La capitulation du 30 septembre 1681 garantit à la ville annexée le maintien du Kaufhaus et des droits afférents, en particulier l’exemption de droits de douane pour son commerce au Pont du Rhin. De longues négociations aboutissent à préciser ces concessions très générales, contestées par les Fermiers royaux qui ont repris la collecte des péages d’Alsace (voir : Ferme des Impôts). C’est ainsi que la ville continue de disposer du monopole d’entrepôt dans un rayon de deux lieues et la Ferme générale ne peut pas y établir d’entrepôt concurrent. La ville conserve le privilège de navigation sur le Rhin pour ses bateliers. Les marchandises venant ou partant de Strasbourg, ou celles qui passent en transit continuent d’être astreintes à l’entrepôt à la Douane de Strasbourg. Les marchandises venant du ou destinées au Saint Empire (par la Basse-Alsace) sont exempts de droits de douane, celles venant de ou destinées à la Suisse ou à la Franche-Comté (par la Haute-Alsace) paient des droits réduits. Il en va de même quand les produits proviennent de ou sont destinés à l’intérieur du royaume. Les marchandises destinées à l’Alsace même paient un droit réduit, sauf si elles sont achetées au détail à Strasbourg, auquel cas elles sont exemptes. Demi-tarif encore pour les marchandises vendues à Strasbourg pendant les Foires de la Saint-Jean et la Foire de Noël (voir : Christkindelsmarkt, Foire). Dès 1686, le gouvernement royal avait contraint la ville à affermer la douane, ainsi que de nombreuses autres perceptions. Elles rapportent pourtant peu, car en période de guerre, les mouvements de marchandises destinées aux troupes sont exempts de droits. Jean-Christophe Kellermann et ses associés emportent l’enchère. En 1687, le gouvernement royal crée le Corps des marchands, institution qui regroupe désormais les marchands de Strasbourg, appartenant aux cinq tribus marchandes (Mauresse, Lanterne, Gourmets et Francs-Bourgeois) et Kellermann est nommé prévôt des marchands (voir : Commerce, Corps des Marchands, Kaufmann).

De la Révolution à 1815

Les privilèges de la ville de Strasbourg sont abolis en 1790, avec le « reculement des barrières » (voir : Commerce), et les recettes de douane et d’entrepôt reviennent à l’État (voir : Impositions). À partir de cette date, l’Alsace et Strasbourg se voient imposer le régime commun douanier à la France, (avec ses exceptions). L’entrepôt s’impose pour les importations et les exportations, avec des procédures uniformes : visite des balles et ballots, pesées, décompte, plombage, expédition avec acquits à caution, puis transport sans plus de vérification en cours de route. Mais Strasbourg proteste tout au long de la période en réclamant avec l’entrepôt, le régime du transit. Les ruptures de charge imposées par les difficultés de la navigation rhénane, les monopoles de la batellerie (Cologne, Mayence, Bâle, Mannheim en 1811), les coûts des péages, l’insécurité, les tarifs douaniers des États riverains et les prix des commissionnaires et transporteurs, imposent aux marchands et aux transporteurs des arrêts sur les parcours. C’est en particulier le cas pour la voie maritime et fluviale rhénane des Pays-Bas à la Suisse, concurrencée depuis l’amélioration du réseau routier de la rive droite (voir : Inspecteurs des Ponts et Chaussées) par la voie terrestre. Le transit permettrait aux marchandises d’être entreposées en franchise, pourvues d’un acquit à caution, et de reprendre le voyage comme si elles n’avaient pas franchi de frontière douanière.

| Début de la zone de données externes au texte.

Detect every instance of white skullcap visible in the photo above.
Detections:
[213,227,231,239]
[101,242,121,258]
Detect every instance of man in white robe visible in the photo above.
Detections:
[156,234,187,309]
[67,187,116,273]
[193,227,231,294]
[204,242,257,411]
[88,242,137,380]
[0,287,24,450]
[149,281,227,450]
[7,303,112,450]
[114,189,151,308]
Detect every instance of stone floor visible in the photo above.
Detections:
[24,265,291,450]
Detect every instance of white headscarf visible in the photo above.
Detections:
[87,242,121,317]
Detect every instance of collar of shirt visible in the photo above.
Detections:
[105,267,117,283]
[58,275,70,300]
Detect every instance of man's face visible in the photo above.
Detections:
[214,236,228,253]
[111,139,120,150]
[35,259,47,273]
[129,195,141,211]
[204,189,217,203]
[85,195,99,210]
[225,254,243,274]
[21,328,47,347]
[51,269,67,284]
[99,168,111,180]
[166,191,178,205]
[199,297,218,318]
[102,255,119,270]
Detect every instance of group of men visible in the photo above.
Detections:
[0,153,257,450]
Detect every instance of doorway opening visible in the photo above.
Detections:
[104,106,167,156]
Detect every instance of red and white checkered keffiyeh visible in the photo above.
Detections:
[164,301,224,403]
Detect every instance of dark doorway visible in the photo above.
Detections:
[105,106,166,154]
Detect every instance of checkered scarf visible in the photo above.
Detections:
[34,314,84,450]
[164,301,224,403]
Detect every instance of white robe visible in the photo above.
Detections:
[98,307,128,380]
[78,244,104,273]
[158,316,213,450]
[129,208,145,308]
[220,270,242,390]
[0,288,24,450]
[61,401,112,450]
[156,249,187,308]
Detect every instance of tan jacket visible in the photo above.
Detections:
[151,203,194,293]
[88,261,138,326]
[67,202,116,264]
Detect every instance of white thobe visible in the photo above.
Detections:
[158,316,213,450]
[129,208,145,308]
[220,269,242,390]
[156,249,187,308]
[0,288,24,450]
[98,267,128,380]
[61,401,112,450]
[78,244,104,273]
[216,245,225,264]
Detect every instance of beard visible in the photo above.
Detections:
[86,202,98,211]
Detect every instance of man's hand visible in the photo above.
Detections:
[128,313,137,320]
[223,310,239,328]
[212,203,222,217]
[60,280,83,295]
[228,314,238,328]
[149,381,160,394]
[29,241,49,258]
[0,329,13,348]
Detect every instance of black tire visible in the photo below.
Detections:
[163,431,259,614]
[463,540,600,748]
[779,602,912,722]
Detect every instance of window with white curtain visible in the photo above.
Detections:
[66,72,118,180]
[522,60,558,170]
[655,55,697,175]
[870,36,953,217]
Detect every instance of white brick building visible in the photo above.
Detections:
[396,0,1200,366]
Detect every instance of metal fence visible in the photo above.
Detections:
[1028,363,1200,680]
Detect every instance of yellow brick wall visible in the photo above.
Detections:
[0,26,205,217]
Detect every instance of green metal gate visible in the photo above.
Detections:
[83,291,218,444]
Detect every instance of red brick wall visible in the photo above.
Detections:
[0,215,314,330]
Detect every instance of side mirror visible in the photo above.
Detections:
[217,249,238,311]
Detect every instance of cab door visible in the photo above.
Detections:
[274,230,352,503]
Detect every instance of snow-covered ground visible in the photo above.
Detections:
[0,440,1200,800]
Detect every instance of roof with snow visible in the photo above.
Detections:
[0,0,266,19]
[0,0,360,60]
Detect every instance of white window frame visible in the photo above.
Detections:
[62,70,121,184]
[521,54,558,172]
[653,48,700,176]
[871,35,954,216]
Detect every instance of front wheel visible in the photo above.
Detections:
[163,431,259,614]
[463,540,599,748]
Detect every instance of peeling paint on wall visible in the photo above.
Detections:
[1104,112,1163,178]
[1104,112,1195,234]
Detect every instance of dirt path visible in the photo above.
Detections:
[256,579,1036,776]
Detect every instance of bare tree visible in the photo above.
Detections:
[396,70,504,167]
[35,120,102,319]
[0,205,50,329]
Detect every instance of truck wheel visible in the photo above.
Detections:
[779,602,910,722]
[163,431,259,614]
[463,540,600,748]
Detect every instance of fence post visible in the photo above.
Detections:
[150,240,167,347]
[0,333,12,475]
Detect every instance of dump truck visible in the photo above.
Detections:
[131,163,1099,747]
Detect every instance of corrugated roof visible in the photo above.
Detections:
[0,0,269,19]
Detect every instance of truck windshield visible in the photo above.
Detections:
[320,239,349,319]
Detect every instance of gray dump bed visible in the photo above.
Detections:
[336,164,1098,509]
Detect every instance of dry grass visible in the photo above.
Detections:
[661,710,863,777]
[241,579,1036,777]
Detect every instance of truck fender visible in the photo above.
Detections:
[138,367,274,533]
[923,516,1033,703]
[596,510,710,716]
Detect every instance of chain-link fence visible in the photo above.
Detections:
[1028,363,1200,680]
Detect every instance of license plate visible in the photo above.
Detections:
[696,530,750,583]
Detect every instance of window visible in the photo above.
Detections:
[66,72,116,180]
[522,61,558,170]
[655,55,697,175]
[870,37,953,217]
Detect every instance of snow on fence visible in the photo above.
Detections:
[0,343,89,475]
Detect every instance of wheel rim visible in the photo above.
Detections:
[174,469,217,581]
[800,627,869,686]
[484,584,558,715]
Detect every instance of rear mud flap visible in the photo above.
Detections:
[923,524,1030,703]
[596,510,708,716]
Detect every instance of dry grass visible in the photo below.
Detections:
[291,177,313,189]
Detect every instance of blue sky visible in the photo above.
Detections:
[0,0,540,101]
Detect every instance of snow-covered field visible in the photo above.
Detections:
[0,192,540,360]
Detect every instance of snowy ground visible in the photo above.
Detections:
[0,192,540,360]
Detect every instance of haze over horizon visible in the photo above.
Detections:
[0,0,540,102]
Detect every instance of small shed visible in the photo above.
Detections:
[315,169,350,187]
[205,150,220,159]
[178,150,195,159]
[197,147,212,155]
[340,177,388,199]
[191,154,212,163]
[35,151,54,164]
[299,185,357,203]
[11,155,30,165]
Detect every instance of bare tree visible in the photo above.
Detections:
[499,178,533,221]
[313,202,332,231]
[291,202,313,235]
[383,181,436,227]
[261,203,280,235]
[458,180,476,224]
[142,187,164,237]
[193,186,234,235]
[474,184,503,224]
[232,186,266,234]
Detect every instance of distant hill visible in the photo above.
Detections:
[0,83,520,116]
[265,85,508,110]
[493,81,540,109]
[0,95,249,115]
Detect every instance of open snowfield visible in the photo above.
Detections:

À partir de 1791, la guerre commerciale impose des droits élevés sur les produits coloniaux (sucre, café, cacao, thé, coton) et les produits anglais (filés, tissus), qui sont périodiquement prohibés (1796 à 1803, puis à partir de 1809). Ils ne peuvent être importés qu’après avoir été vérifiés après acquittement des droits dans des entrepôts, halles et magasins retenus à cet usage par les lois et règlements. Strasbourg se voit reconnu le droit d’entrepôt en 1803 « sans que le commerce strasbourgeois en soit plus satisfait » (Ponteil). Les marchandises sont désormais stockées dans de nouveaux entrepôts et le Kaufhaus du Pont du Corbeau, devenu « Ancienne Douane », affecté à un marché. Mais Cologne et Mayence, désormais capitales départementales disposent, également du droit d’entrepôt. La convention du 15 août 1804 sur l’octroi de navigation du Rhin, entre l’Empire français et l’électeur de Mayence, maintient les privilèges des bateliers colonais pour la navigation en direction des Pays-Bas et la région de Mayence pour le trafic entre Cologne et Strasbourg, les bateliers du Rhin conservant la liberté de la navigation entre Strasbourg et Mayence. Mais les routes de la rive droite voient augmenter fortement leur trafic. À partir de 1806, nouveau tarif, avec des droits exorbitants sur les produits coloniaux, dont le coton, et l’interdiction d’importer des toiles de coton. Le coton du Levant prend la voie terrestre à partir de la Mer Noire, puis passe sur le Rhin, en amont, jusqu’à Strasbourg et l’intérieur de l’Empire. La contrebande toujours endémique en Alsace se développe également prodigieusement, avec la complicité des fonctionnaires de la douane. Et « les assureurs-négociants et commissionnaires de Strasbourg, les J-F Turckheim, Menet et Prost, les Frank, les Humann poussaient plus loin l’audace. Ils travaillaient de connivence avec les principaux chefs des douanes d’Alsace. Les voitures chargées de marchandises venues de Francfort ou de Bâle étaient plombées au Pont du Rhin par capacité et dirigées sur Strasbourg pour être déchargées dans l’entrepôt. La formalité de l’acquittement était simple. Un commis des assureurs se présentait, une déclaration en poche. Les douaniers visitaient quelques ballots désignés à l’avance, dont le contenu était conforme à la déclaration. Les marchandises étaient alors plombées indistinctement et dirigées sur l’intérieur » (Ponteil). Les fausses déclarations de qualité et quantité étaient monnaie courante.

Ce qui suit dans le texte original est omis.